[PASSNOTES] ‘NOSFERATU: A SYMPHONY OF HORROR’, THE ORIGINAL HORROR MOVIE

By on October 25th, 2013

Nosferatu (1922)

Nosferatu: A Symphony of Horror (1922) Dir. F.W. Murnau – QFT Belfast from October 27th

Who’s in it? Max Schreck, Greta Schröder, Ruth Landshoff

What’s it about? The original horror movie, Nosferatu pre-dates most of the genre conventions Hollywood has since made its own, supplying the inspiration for countless scary movies and retaining its uncanny ability to unsettle audiences with the pervasive power of its low key expressionism. Nosferatu is still impressive today, operating within an auditory vacuum relying entirely on shadowy Chirascuro lighting and Schreck’s mesmeric performance, his creeping intensity impregnating the heavy silence with expectant fear.

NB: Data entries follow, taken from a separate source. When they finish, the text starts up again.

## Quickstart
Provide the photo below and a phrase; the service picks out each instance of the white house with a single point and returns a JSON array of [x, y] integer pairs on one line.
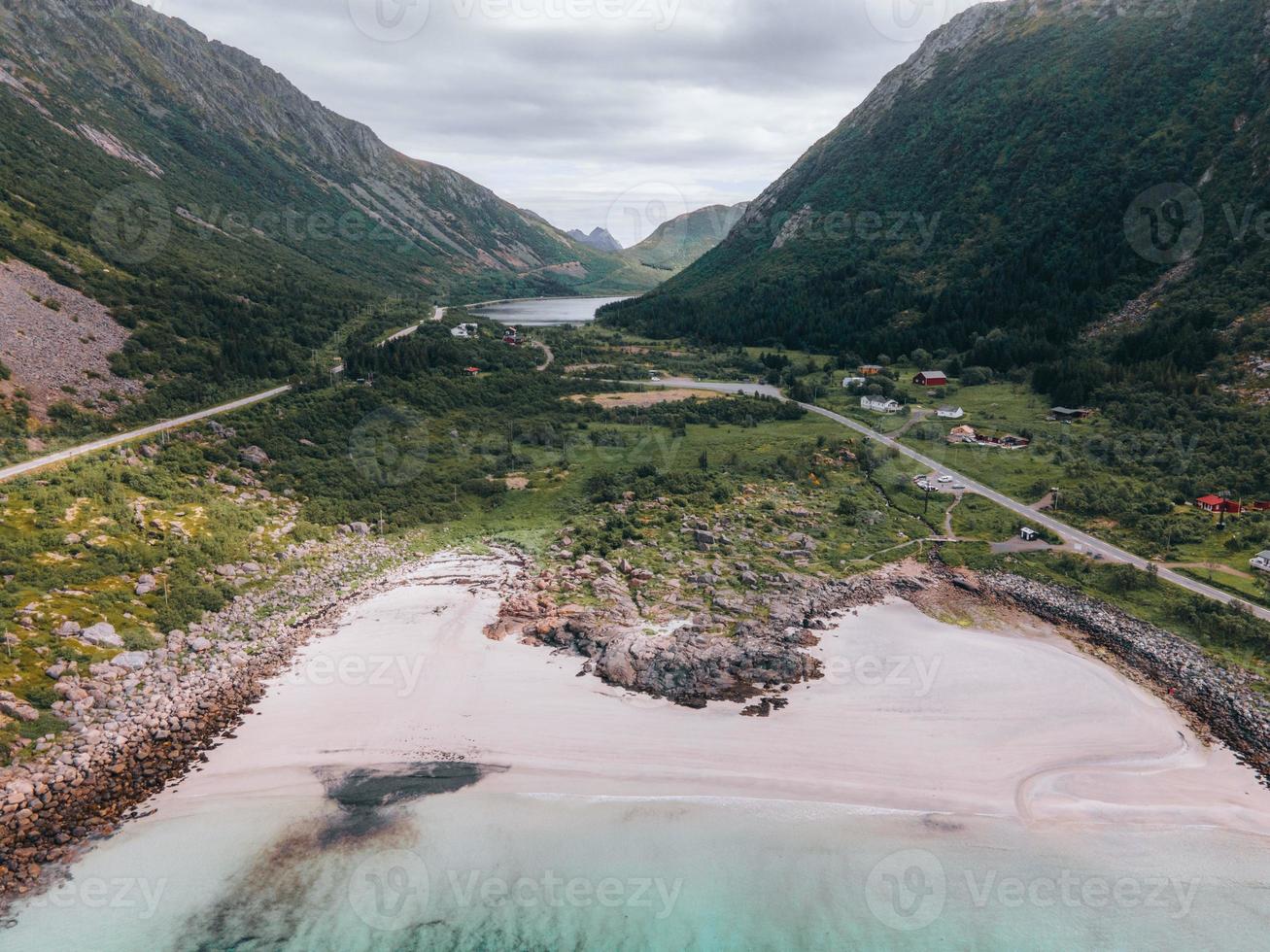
[[879, 405]]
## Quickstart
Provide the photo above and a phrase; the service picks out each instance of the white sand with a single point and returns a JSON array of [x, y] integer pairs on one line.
[[916, 715]]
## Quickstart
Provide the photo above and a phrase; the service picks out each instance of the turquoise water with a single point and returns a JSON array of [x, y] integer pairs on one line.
[[547, 311], [479, 871]]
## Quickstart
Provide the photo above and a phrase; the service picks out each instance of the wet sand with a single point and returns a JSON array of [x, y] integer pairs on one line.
[[917, 720]]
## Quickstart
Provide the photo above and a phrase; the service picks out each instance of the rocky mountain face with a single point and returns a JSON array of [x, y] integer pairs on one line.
[[227, 221], [1031, 169], [599, 239], [117, 75]]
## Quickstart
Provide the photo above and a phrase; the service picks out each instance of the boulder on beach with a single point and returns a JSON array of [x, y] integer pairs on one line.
[[131, 661], [255, 456], [13, 707], [100, 634]]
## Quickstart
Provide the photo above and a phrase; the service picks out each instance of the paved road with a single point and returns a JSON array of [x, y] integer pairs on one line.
[[1072, 534], [107, 442]]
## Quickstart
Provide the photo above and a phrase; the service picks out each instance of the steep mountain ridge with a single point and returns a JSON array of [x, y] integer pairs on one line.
[[978, 201], [682, 240], [599, 239], [89, 54]]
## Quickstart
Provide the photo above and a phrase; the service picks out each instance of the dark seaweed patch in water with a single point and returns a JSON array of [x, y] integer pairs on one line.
[[363, 795], [368, 787], [272, 902]]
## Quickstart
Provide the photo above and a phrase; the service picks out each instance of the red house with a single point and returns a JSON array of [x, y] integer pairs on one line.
[[1216, 504]]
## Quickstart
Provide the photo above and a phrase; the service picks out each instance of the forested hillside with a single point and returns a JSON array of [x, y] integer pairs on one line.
[[227, 220]]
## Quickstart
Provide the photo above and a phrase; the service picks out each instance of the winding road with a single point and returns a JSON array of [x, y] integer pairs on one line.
[[1092, 545]]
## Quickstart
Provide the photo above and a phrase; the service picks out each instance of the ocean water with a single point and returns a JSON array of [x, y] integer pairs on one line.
[[472, 871], [412, 785], [547, 311]]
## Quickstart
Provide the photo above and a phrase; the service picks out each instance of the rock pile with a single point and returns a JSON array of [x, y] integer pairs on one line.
[[141, 719], [720, 655]]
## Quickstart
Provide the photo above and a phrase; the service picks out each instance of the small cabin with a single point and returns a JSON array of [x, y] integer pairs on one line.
[[1217, 504], [1067, 413]]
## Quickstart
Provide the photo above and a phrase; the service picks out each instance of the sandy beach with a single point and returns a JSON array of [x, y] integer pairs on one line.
[[916, 719]]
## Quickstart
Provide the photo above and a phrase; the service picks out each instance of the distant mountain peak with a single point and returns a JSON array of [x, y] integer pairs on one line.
[[599, 239]]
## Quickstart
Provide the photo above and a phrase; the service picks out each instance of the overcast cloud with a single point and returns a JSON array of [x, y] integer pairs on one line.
[[590, 112]]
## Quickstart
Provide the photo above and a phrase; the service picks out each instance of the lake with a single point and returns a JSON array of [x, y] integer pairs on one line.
[[545, 311]]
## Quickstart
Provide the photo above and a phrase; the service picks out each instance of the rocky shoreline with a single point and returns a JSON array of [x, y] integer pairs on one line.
[[137, 725], [1219, 698], [690, 665], [148, 717], [686, 661]]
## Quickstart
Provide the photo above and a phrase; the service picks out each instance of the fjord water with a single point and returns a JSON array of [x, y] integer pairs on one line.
[[414, 785], [546, 311]]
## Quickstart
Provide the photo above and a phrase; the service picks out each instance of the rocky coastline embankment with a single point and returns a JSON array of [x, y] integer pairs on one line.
[[1223, 699], [768, 629], [146, 717]]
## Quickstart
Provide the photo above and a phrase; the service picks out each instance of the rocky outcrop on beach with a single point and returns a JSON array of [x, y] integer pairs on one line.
[[751, 642], [143, 719], [1221, 698]]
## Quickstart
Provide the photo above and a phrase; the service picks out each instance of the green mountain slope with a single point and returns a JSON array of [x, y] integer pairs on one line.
[[228, 220], [674, 245], [1031, 169]]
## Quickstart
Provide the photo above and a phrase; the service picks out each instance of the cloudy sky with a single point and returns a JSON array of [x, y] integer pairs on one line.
[[591, 112]]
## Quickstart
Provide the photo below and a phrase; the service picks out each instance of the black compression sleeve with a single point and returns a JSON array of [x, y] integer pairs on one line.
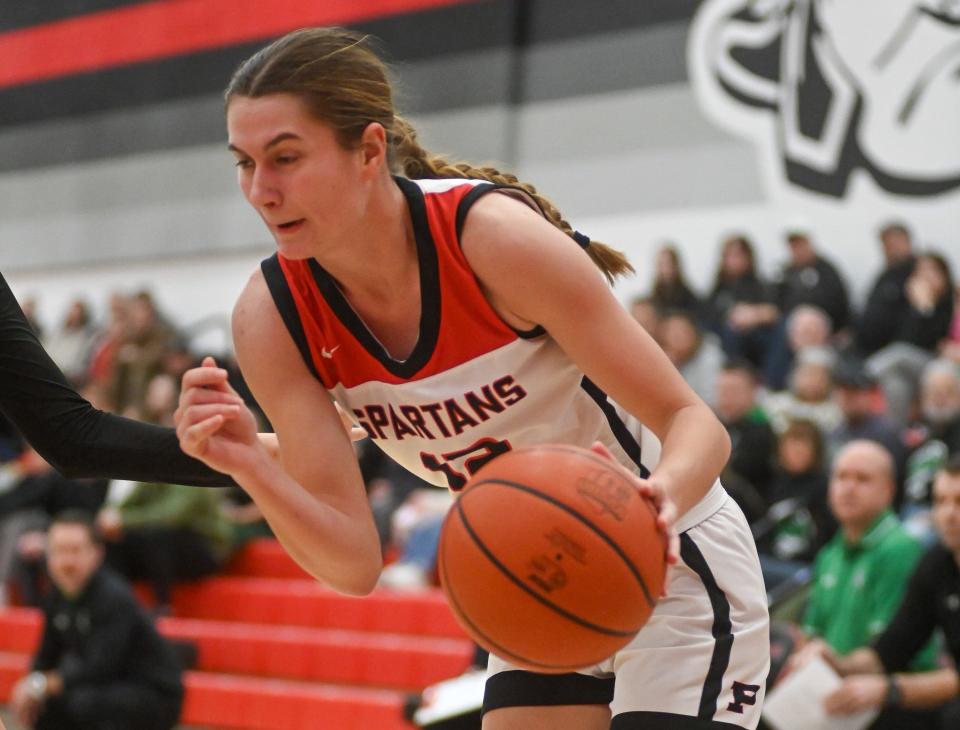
[[76, 438]]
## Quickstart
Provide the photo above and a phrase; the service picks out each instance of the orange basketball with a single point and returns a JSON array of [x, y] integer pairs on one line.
[[551, 558]]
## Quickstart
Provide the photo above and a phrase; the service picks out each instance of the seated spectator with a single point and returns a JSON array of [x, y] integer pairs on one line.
[[748, 473], [741, 308], [875, 675], [861, 574], [809, 397], [416, 534], [931, 440], [35, 495], [165, 534], [244, 517], [140, 355], [798, 521], [887, 298], [855, 392], [670, 289], [696, 354], [70, 346], [917, 333], [101, 664], [807, 326], [810, 279], [950, 346]]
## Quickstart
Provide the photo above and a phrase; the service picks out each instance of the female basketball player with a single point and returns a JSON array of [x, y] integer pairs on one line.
[[455, 314]]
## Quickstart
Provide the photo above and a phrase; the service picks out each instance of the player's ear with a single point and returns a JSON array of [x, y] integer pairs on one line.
[[373, 145]]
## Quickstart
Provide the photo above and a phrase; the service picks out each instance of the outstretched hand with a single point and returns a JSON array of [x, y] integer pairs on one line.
[[666, 509], [213, 423]]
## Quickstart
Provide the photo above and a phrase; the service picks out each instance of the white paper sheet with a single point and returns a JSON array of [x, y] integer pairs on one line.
[[797, 702]]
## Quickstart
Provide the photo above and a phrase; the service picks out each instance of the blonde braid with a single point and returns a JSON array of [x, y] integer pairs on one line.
[[416, 163]]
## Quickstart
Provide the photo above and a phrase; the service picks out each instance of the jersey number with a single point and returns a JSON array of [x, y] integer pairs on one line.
[[483, 451]]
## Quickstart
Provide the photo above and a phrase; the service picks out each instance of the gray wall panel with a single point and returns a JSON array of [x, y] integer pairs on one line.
[[608, 62]]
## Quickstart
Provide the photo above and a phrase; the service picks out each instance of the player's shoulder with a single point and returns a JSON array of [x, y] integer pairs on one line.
[[254, 313]]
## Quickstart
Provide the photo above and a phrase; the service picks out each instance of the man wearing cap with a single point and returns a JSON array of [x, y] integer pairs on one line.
[[808, 278], [855, 391]]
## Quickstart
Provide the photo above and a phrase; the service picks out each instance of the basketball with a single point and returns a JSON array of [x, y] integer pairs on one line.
[[551, 559]]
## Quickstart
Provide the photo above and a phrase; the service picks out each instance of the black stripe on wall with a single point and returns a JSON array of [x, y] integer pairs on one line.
[[404, 38], [408, 38]]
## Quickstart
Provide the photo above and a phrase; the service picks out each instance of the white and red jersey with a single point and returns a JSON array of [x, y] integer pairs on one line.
[[473, 387]]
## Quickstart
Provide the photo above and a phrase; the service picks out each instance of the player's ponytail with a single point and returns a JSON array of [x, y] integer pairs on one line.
[[415, 162], [344, 83]]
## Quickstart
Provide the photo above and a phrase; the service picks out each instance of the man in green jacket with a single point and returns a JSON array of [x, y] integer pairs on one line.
[[861, 574]]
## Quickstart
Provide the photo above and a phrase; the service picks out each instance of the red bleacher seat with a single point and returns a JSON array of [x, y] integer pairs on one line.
[[277, 651]]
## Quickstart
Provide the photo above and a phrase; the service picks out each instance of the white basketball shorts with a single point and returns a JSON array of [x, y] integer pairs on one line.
[[700, 662]]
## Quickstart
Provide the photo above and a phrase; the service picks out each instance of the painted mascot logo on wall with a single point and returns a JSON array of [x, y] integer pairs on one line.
[[831, 90]]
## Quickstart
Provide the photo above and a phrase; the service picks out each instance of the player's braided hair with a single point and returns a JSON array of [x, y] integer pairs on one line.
[[417, 163], [344, 83]]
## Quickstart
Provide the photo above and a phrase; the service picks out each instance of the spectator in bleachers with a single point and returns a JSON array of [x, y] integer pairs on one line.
[[855, 392], [950, 347], [741, 308], [165, 534], [416, 536], [931, 440], [809, 278], [36, 494], [875, 675], [101, 664], [798, 521], [887, 297], [140, 355], [106, 345], [807, 326], [752, 441], [917, 333], [670, 289], [860, 576], [809, 397], [71, 343], [695, 353]]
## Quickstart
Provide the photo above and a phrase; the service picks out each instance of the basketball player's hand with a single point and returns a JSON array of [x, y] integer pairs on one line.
[[856, 694], [666, 509], [807, 653], [213, 423]]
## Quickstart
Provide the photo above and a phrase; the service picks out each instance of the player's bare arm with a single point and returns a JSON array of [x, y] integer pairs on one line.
[[313, 498], [534, 274]]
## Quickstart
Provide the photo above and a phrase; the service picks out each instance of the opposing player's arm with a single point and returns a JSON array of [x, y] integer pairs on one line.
[[534, 274], [315, 503]]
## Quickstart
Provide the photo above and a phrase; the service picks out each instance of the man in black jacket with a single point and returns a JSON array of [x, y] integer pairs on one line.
[[887, 300], [101, 663]]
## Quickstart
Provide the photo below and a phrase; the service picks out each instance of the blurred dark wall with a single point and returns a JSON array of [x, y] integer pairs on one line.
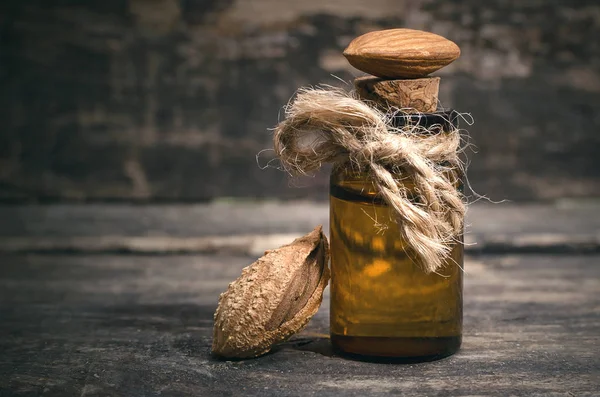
[[171, 99]]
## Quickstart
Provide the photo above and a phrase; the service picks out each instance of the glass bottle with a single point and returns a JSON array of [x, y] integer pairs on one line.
[[382, 302]]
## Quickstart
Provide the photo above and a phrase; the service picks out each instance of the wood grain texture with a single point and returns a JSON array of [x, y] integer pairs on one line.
[[142, 326], [400, 53], [416, 95]]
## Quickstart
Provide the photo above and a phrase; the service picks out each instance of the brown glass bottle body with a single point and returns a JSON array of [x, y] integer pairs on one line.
[[382, 303]]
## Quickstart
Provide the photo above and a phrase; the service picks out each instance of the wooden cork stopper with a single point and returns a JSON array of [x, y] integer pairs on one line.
[[400, 59], [400, 53], [416, 95]]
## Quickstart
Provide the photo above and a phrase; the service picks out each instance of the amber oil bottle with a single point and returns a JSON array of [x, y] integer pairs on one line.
[[383, 304]]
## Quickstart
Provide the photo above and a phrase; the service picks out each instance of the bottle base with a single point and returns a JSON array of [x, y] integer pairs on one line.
[[396, 348]]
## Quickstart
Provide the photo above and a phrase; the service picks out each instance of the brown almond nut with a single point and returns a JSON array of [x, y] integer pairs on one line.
[[400, 53], [273, 299]]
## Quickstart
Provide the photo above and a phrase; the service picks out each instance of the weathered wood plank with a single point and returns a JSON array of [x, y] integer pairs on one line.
[[131, 325]]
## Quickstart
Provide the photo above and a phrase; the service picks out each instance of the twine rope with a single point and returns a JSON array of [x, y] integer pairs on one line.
[[329, 125]]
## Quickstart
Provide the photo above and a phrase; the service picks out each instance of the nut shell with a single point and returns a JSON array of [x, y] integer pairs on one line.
[[401, 53], [273, 299]]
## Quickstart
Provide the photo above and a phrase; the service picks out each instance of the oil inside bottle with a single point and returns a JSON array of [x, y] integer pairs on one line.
[[382, 302]]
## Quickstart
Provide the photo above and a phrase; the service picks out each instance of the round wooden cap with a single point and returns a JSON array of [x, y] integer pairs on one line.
[[401, 53]]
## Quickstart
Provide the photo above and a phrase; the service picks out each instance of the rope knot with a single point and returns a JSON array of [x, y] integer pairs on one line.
[[331, 126]]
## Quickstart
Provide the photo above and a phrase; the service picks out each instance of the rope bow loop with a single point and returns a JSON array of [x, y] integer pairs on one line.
[[331, 126]]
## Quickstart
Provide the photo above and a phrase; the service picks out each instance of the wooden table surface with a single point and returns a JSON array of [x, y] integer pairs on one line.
[[141, 325]]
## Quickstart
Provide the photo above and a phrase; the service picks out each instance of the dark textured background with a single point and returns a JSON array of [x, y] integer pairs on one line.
[[171, 99]]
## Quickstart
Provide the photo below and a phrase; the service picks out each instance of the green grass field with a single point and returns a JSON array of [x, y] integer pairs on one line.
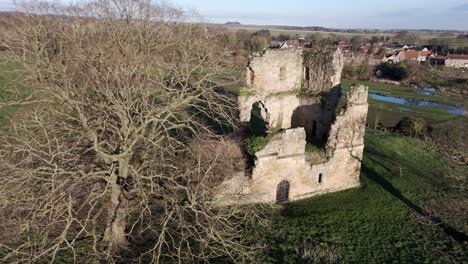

Memorable Moments? Most Memorable for the ghostly figure of Schreck creeping ghoul-like through a dark house to the bedroom of his unsuspecting victim; his long, probing shadow announcing his predatory presence as we hold our breath, at one point jerking unexpectedly at the camera and fixing us with a stare that sends a shiver down the spine.

Look who’s talking: ‘Less frightening than haunting, Murnau’s film conjures a persistent atmosphere of dread and decay, thanks in part to Max Schreck’s immortal performance as Orlok.’- Dennis Lim, L.A. Times

Like that? Try this: The Cabinet of Dr Caligari (1920) is another iconic example of German Expressionist cinema and arguably even more ghoulish and unnerving than the more fantastical Nosferatu, focusing instead on the story of shady Somnambulist Dr Caligari who hypnotises an innocent village hand, using him to carry out a sinister plot. Unsettling as much for its themes as its shadowy exposition, Caligari was pre-emptive of modern media fascination with the mystery of evil in human society.

Trivia Pursuit: Nosferatu was the first big screen adaptation (though unauthorised) of Bram Stoker’s Dracula and brought the character to life like no other film before or since. The one and only production of Prana Film, the studio was unable to obtain the rights to Stoker’s novel and so was forced to change key details of the plot, count Dracula becoming count Orlock.